Is there anyone can help me to explain this?

Best regards,
Han

On Wed, Feb 15, 2012 at 1:23 PM, Amit Kapila <amit.kapila@huawei.com> wrote:

So, is it client interface (ODBC, libpq) 's cost mainly due to TCP?

The difference as compare to your embedded DB you are seeing is mainly seems to be due to TCP.

One optimization you can use is to use Unix-domain socket mode of PostgreSQL. You can refer unix_socket_directory parameter in postgresql.conf and other related parameters.

I am suggesting you this as earlier you were using embedded DB, so your client/server should be on same machine. If now this is not the case then it will not work.

Can you please clarify some more things like

1. After doing sequence scan, do you need all the records in client for which seq. scan is happening. If less records then why you have not created index.

2. What is exact scenario for fetching records

pgsql-hackers-owner@postgresql.org [mailto:pgsql-hackers-owner@postgresql.org] On Behalf Of Zhou Han
Sent: Wednesday, February 15, 2012 9:30 AM
To: pgsql-hackers@postgresql.org
Subject: [HACKERS] client performance v.s. server statistics

Hi,

I am checking a performance problem encountered after porting old embeded DB to postgreSQL. While the system is real-time sensitive, we are concerning for per-query cost. In our environment sequential scanning (select * from ...) for a table with tens of thousands of record costs 1 - 2 seconds, regardless of using ODBC driver or the "timing" result shown in psql client (which in turn, relies on libpq). However, using EXPLAIN ANALYZE, or checking the statistics in pg_stat_statement view, the query costs only less than 100ms.
rface (ODBC, libpq) 's cost mainly due to TCP? Has the pg_stat_statement or EXPLAIN ANALYZE included the cost of copying tuples from shared buffers to result sets?

Could you experts share your views on this big gap? And any suggestions to optimise?

P.S. In our original embeded DB a "fastpath" interface is provided to read directly from shared memory for the records, thus provides extremely realtime access (of course sacrifice some other features such as consistency).

Best regards,
Han

--
Best regards,
Han

Andres Freund

andres@anarazel.de

almost 14 years ago

In reply to: Zhou Han (#5)

Re: Fwd: [HACKERS] client performance v.s. server statistics

Hi,
On Wednesday, February 15, 2012 11:19:00 AM Zhou Han wrote:

I have tried unix domain socket and the performance is similar with
TCP socket. It is MIPS architecture so memory copy to/from kernel can
occupy much time, and apparently using unit domain socket has no
difference than TCP in terms of memory copy.

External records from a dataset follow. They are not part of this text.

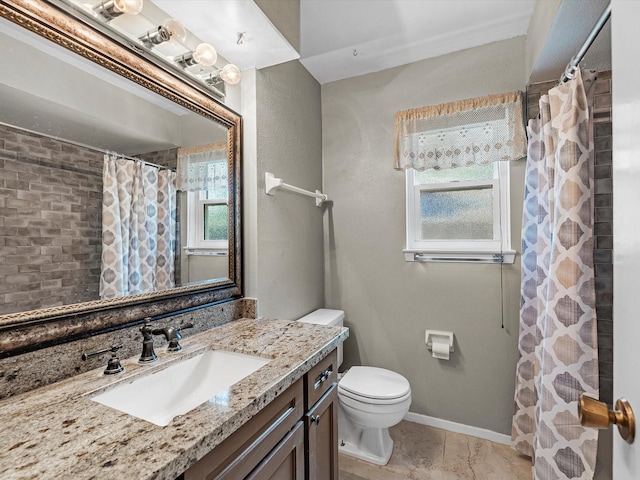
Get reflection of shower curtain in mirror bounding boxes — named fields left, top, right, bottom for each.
left=100, top=155, right=176, bottom=298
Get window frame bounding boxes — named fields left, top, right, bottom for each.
left=185, top=190, right=229, bottom=255
left=403, top=161, right=515, bottom=263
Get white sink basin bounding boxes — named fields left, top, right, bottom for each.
left=91, top=350, right=269, bottom=427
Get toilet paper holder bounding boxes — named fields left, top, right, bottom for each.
left=424, top=330, right=453, bottom=352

But it is still unbelievable for the ten-fold gap between the client
side statistic and the server side statistics. So I want to know what
exactly the operations are involved in the server side statistics in
EXPLAIN ANALYZE. May I check the code later on when I get time.

My guess is that the time difference youre seing is actually the planning time.
The timing shown at the end of EXPLAIN ANALYZE is just the execution, not the
planning time. You can use "\timing on" in psql to let it display timing
information that include planning.

Whats the query?

For the query itself, it was just for performance comparison. There
are other index based queries, which are of course much faster, but
still result in similar ten-fold of time gap between client side and
server side statistics.

I am thinking of non-kernel involved client interface, is there such
an option, or do I have to develop one from scratch?

Its unlikely thats possible in a sensible amount of time. But I don't think
thats your problem anyway.

Andres

Han Zhou

zhouhan@gmail.com

almost 14 years ago

In reply to: Andres Freund (#6)

Re: Fwd: [HACKERS] client performance v.s. server statistics

Hi Andres,

May you missed my first post, and I paste it here again:
In our environment sequential scanning (select * from ...) for a table
with tens of thousands of record costs 1 - 2 seconds, regardless of
using ODBC driver or the "timing" result shown in psql client (which
in turn, relies on libpq). However, using EXPLAIN ANALYZE, or checking
the statistics in pg_stat_statement view, the query costs only less
than 100ms.

Has the pg_stat_statement or EXPLAIN ANALYZE included the cost of
copying tuples from shared buffers to result sets?

Best regards,
Han

On Wed, Feb 15, 2012 at 6:55 PM, Andres Freund <andres@anarazel.de> wrote:

Hi,
On Wednesday, February 15, 2012 11:19:00 AM Zhou Han wrote:

I have tried unix domain socket and the performance is similar with
TCP socket. It is MIPS architecture so memory copy to/from kernel can
occupy much time, and apparently using unit domain socket has no
difference than TCP in terms of memory copy.

But it is still unbelievable for the ten-fold gap between the client
side statistic and the server side statistics. So I want to know what
exactly the operations are involved in the server side statistics in
EXPLAIN ANALYZE. May I check the code later on when I get time.

My guess is that the time difference youre seing is actually the planning time.
The timing shown at the end of EXPLAIN ANALYZE is just the execution, not the
planning time. You can use "\timing on" in psql to let it display timing
information that include planning.

Whats the query?

For the query itself, it was just for performance comparison. There
are other index based queries, which are of course much faster, but
still result in similar ten-fold of time gap between client side and
server side statistics.

I am thinking of non-kernel involved client interface, is there such
an option, or do I have to develop one from scratch?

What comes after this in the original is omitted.